Arqueólogo que alcançou notoriedade ao desafiar correntes estabelecidas do pensamento ocidental e propor uma nova história sobre a evolução das sociedades, David Wengrow, 51 anos, encerrou o Fronteiras do Pensamento 2023. O britânico é coautor de O Despertar de Tudo: Uma Nova História da Humanidade, best-seller internacional e finalista do Prêmio Orwell em 2022, escrito em parceria com o falecido antropólogo David Graeber. Antes de sua conferência, o professor da University College London concedeu entrevista a GZH no hotel em que estava hospedado em Porto Alegre. No diálogo, discorreu sobre as descobertas envolvendo sociedades pré-históricas e indígenas complexas – que já se organizavam política e socialmente antes dos colonizadores chegarem às Américas –, sobre pesquisas promissoras na Amazônia e sobre os avanços arqueológicos que auxiliam nessas descobertas, além de se debruçar sobre a perspectiva ocidental e seus impactos na narrativa da história da humanidade.
Em O Despertar de Tudo: Uma Nova História da Humanidade, você e David Graeber fazem críticas a livros como Sapiens, de Yuval Noah Harari, também best-seller, em seu relato sobre a evolução humana. Por quê?
Não gastamos muito tempo criticando ninguém em nosso livro. Acho que provavelmente cerca de 98% do livro apresenta novas ideias e novas informações. Mas ocasionalmente pensamos que é útil para o leitor ver as diferenças entre o tipo de evidência que temos hoje em nossos campos, a Arqueologia, no meu caso, e a Antropologia, no caso de David Graeber, e o tipo de best-sellers a que você refere. Então, apenas indicamos, de vez em quando, quais são as principais diferenças.

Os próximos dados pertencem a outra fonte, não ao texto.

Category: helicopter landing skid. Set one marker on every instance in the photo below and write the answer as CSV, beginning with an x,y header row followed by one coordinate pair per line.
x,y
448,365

Você propõe uma nova história da humanidade, destacando formas alternativas de liberdade e organização social que já existiam nas sociedades pré-históricas e indígenas e refutando um modelo linear de evolução. Você poderia sintetizar esse pensamento?
Esse é um exemplo muito bom em que acho útil contrastar nossa abordagem com algumas dessas outras abordagens. Sapiens em algum momento diz que estamos sempre como que presos pelas nossas capacidades como seres humanos e que a história da humanidade é uma jornada a partir de pequenas gaiolas que fazemos para nós mesmos, para uma prisão maior da nossa imaginação, o que é realmente uma visão muito sombria da humanidade. Na verdade, o que eu e David descobrimos em nossa pesquisa sobre a história humana é que as pessoas sempre criaram gaiolas e depois pularam para fora delas, e realmente encontraram maneiras de desmantelar e reestruturar o tipo de sociedade em que vivem. Tendemos a pensar nesse tipo de liberdade para criar diferentes formas de sociedade como um fenômeno moderno, mas, na verdade, encontramos provas disso desde os antigos caçadores-coletores, antes da invenção da agricultura. Na verdade, em alguns aspectos, esses povos eram mais livres e experimentais do que nós.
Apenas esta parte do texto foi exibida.